While participating in the supply chain of a certain product, the opportunity is often open to all players. When competing with foreign investors in the Vietnamese market, domestic enterprises are often limited in technological and management capabilities.
Except for some technologies that domestic enterprises cannot develop themselves and cannot receive through a transfer, in the remaining cases, the limitations in human resources and management capacity have made it impossible to meet the requirements of the domestic market and original opportunities.
The motorcycle industry has a high localisation rate. Yet, among the hundreds of component manufacturers, foreign-invested suppliers dominate. When only looking at this in terms of the domestic production rate, there is no distinction between domestic and foreign investors.

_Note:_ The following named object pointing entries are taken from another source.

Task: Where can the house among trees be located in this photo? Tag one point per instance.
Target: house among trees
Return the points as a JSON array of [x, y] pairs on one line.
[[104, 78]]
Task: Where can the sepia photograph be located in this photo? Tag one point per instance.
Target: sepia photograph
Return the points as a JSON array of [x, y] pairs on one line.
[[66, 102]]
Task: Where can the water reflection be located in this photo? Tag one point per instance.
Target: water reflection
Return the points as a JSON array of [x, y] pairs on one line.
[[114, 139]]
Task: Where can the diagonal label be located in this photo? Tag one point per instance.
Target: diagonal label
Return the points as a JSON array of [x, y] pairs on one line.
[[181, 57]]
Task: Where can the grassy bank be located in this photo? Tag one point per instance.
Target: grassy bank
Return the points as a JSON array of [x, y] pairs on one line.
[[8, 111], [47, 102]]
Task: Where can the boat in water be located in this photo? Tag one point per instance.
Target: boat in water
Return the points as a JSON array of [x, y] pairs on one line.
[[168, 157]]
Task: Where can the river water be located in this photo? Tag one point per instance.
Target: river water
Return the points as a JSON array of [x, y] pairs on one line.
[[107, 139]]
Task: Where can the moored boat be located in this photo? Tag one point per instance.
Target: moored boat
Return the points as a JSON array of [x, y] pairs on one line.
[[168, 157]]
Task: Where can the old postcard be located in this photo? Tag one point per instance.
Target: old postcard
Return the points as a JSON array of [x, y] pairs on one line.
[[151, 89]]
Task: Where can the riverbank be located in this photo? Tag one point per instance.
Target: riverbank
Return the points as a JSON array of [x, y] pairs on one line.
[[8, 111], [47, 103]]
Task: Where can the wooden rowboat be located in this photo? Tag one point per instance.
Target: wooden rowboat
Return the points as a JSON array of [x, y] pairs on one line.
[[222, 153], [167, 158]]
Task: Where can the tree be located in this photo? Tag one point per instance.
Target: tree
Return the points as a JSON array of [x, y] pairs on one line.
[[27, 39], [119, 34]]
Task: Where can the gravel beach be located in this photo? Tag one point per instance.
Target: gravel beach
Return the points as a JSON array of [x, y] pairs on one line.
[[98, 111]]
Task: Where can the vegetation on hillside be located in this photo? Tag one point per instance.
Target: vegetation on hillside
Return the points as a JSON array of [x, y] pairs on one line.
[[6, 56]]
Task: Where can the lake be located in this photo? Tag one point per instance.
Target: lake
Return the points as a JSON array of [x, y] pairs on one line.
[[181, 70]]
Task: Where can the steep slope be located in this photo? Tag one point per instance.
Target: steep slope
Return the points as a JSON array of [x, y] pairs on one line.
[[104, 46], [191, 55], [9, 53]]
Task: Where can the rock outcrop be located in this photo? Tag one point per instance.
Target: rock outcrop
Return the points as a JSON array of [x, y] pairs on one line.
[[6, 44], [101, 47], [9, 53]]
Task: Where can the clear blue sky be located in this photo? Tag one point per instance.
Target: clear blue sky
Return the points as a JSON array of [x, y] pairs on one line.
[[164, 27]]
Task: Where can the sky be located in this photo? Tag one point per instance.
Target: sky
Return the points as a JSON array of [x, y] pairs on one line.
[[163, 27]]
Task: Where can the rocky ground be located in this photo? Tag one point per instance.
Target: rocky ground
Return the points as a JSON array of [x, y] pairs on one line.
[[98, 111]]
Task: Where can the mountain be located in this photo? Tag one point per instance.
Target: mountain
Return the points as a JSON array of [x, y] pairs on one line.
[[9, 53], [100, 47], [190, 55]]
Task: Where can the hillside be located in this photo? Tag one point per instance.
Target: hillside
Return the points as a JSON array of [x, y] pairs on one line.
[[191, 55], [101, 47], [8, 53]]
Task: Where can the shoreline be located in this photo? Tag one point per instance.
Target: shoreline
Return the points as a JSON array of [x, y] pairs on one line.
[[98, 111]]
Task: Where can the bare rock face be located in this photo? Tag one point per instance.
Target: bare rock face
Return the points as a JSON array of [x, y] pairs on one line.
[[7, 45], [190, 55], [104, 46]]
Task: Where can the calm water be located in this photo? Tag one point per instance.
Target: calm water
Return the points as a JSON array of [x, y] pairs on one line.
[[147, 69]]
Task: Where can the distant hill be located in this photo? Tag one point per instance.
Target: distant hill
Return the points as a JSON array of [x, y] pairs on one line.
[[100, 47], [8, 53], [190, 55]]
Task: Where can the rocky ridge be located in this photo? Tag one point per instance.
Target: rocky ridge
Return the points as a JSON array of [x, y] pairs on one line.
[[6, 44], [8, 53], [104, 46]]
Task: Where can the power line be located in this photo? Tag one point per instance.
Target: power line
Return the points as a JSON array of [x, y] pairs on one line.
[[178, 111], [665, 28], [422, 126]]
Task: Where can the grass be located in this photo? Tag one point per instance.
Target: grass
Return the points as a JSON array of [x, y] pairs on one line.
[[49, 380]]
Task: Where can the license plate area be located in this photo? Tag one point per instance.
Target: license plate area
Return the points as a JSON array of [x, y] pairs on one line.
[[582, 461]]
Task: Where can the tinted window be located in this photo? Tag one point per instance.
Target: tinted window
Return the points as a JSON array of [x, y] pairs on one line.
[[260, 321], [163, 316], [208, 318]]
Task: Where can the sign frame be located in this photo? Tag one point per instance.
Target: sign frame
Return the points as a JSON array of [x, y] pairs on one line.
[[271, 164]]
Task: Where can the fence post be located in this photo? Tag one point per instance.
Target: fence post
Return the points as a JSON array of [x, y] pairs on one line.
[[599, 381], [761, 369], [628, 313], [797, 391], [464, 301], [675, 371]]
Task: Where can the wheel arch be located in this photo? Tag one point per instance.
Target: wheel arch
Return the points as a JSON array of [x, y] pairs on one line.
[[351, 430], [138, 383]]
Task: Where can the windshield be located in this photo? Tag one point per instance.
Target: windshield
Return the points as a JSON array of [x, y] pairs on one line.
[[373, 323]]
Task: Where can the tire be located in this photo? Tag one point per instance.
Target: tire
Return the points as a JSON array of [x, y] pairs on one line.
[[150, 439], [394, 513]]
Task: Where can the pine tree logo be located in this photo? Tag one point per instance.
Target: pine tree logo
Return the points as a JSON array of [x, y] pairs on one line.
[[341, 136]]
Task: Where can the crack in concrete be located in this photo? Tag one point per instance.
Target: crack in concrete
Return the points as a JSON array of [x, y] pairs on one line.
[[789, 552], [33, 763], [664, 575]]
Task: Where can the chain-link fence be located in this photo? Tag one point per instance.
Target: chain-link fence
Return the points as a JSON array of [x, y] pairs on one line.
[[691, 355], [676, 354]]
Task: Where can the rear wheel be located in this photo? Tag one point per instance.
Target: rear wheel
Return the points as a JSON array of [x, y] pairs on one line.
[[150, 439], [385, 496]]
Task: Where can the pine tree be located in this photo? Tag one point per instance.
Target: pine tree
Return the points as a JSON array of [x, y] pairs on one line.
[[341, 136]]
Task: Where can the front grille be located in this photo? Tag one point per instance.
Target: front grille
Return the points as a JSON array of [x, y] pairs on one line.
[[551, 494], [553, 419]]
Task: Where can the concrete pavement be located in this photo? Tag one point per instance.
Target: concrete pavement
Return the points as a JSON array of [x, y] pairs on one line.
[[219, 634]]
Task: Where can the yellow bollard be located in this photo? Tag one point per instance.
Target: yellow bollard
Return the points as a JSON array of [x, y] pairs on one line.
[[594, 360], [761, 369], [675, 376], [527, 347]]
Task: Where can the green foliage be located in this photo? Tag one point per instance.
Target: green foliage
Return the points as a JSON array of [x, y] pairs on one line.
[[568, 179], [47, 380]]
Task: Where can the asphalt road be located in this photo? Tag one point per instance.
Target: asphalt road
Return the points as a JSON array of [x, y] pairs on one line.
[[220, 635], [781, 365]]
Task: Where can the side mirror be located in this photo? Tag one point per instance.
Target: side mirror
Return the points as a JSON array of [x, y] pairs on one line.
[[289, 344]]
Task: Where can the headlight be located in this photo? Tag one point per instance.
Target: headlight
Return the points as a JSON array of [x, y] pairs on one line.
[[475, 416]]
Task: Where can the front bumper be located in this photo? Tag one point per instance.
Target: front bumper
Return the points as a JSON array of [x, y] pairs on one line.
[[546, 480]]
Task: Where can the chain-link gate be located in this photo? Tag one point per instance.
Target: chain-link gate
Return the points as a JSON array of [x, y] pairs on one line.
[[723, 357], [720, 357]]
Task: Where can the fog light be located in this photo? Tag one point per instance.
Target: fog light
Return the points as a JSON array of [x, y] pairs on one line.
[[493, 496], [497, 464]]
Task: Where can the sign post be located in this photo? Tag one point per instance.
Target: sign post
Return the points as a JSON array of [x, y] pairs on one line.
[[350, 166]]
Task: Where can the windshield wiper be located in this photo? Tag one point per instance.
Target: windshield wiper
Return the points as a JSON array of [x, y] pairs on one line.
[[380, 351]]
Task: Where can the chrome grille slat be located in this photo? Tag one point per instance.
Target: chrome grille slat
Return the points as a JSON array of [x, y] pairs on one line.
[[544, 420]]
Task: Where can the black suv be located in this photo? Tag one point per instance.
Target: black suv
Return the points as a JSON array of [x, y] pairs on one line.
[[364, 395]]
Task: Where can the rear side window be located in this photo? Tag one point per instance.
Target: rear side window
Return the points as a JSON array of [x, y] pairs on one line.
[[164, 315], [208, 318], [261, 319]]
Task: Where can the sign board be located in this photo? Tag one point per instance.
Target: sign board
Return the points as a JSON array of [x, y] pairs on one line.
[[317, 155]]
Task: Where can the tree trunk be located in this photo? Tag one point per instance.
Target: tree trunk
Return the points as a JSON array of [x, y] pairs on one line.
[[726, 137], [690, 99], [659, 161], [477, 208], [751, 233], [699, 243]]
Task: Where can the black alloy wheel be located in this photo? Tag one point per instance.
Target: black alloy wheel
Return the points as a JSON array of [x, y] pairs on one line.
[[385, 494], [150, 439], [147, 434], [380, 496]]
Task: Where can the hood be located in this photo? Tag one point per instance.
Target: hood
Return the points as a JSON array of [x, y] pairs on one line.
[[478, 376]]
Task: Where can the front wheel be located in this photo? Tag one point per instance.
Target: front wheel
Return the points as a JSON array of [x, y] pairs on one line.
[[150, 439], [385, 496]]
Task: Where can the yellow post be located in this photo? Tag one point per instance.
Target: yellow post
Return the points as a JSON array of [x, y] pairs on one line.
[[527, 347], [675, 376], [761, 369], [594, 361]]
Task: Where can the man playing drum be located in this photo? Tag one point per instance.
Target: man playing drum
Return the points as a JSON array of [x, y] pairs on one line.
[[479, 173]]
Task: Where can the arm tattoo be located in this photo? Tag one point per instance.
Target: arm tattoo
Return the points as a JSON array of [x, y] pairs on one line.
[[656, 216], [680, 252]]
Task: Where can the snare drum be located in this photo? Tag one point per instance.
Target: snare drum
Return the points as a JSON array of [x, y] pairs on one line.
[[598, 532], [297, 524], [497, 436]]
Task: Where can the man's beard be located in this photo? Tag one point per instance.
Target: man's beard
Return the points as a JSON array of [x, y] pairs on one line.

However, from a fair perspective, domestic enterprises do not have as many opportunities in the process of industrialisation as their counterparts in some of the surrounding countries.
Except for export processing zones, the most important objective of attracting investment for the domestic market is to promote localisation development. When the domestic market is too small, it is not possible to develop domestic supply. However, preferential policies through tariff barriers also need to be reciprocated by supporting the development of domestic supply chains.
Without the support of investors with global supply chains, it is difficult for domestic manufacturers to fulfil their role, even as secondary suppliers, as they are inferior in all aspects. If domestic enterprises are actively looking for opportunities in foreign markets, they must largely rely on partners who are foreign suppliers looking for more competitive secondary supplies from Vietnam.
Any preferential policy must start from the ground up. Favourable support for businesses must begin with the establishment of a business, access to loans, production premises, and labour recruitment. Some policies from the government that can create favourable conditions for enterprises in the manufacturing industry support technology transfer, building management systems, and the training of human resources, among others.
Given the current conditions of Vietnam, incentives for any manufacturing industry will have an impact on other industries. Incentives for one business can also lead to the pinching of one or several other businesses. Incentives that lead to a decrease in revenue for one business can lead to pressure to increase taxes and fees on other businesses and consumers.